Il y a quelques années, j'envisageais de prendre ma retraite et ce n'était pas basé sur les résultats ou quoi que ce soit. Je me sentais coupable. J'ai toujours voulu faire quelque chose de ma vie qui me fasse du bien et je ne savais pas comment le ski de compétition m'y parviendrait. Je sentais que je n'ajoutais aucun vrai bien au monde. Et pour moi, j'ai réalisé que le cadeau qui m'a été offert par le ski de compétition m'a donné la plate-forme pour défendre des choses auxquelles je crois. C'est une bénédiction pour moi de continuer à établir et à public de plaider pour le changement dans des domaines particuliers. Je m'assure de faire ce que je peux pour travailler avec les programmes pour redonner. En plus de cela, je lance une fondation dont vous entendrez parler bientôt.

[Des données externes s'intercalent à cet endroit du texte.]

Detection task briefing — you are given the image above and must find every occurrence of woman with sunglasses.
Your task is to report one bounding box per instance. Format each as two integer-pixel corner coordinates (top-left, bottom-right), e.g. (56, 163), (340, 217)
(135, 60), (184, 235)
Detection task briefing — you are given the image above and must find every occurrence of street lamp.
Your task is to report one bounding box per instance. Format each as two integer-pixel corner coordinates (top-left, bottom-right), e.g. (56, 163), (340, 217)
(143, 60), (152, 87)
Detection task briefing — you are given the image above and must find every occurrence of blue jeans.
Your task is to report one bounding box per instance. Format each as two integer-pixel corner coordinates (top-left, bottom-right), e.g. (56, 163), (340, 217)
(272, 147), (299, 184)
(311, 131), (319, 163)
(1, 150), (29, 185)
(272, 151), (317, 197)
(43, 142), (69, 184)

S - Comment restez-vous en contact avec votre fanbase ?

Les R - DM sont toujours ouverts. Envoyez-moi un message sur Instagram. Tout athlète qui a besoin de conseils, etc., je suis heureux de répondre quand je le peux.

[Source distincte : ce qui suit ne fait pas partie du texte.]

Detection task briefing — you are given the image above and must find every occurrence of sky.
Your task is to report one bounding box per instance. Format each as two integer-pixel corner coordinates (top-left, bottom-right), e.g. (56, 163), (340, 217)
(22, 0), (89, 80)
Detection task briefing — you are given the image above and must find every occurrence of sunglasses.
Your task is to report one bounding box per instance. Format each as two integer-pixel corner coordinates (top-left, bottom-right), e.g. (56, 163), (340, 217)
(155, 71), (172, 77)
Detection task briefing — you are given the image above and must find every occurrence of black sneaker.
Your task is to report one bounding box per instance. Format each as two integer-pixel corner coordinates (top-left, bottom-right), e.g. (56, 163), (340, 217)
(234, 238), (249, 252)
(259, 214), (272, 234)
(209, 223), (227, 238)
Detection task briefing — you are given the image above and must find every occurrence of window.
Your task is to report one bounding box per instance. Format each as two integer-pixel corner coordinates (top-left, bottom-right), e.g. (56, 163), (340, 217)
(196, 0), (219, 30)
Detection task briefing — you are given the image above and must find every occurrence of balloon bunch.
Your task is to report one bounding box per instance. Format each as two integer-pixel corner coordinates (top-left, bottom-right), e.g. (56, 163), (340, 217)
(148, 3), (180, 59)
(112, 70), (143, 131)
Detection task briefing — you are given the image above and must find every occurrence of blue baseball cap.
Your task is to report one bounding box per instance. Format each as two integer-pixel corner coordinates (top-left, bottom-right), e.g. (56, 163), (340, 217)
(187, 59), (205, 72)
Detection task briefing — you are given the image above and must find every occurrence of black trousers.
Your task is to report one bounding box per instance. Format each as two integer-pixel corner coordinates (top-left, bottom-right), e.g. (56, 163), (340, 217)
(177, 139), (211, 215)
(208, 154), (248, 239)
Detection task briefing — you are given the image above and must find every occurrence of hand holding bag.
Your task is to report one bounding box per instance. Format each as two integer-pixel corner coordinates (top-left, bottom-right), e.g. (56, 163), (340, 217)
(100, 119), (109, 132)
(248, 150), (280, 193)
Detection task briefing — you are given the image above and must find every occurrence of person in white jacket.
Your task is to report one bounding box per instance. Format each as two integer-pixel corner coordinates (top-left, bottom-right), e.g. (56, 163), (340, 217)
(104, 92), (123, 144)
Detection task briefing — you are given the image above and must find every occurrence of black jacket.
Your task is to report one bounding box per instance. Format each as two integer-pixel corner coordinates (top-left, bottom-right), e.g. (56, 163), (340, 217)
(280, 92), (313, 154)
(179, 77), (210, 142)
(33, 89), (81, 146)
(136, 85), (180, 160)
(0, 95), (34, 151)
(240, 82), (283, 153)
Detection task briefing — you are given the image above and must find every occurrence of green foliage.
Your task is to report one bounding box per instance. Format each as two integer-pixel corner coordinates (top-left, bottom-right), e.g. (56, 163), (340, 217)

S - Quelles sont certaines de vos pièces Spyder préférées ?

R- J'adore le pull Legacy . Je le porte tout le temps. Ces choses sont si douces. Ils me ramènent à chaque photo que je vois de ma mère et de mon père faisant la course à l'époque. C'est comme la quantité parfaite de rétro et je porte ce truc sans arrêt.

S - Merci beaucoup d'avoir pris le temps avec nous aujourd'hui River. Nous sommes tous super excités de voir comment votre saison se déroule!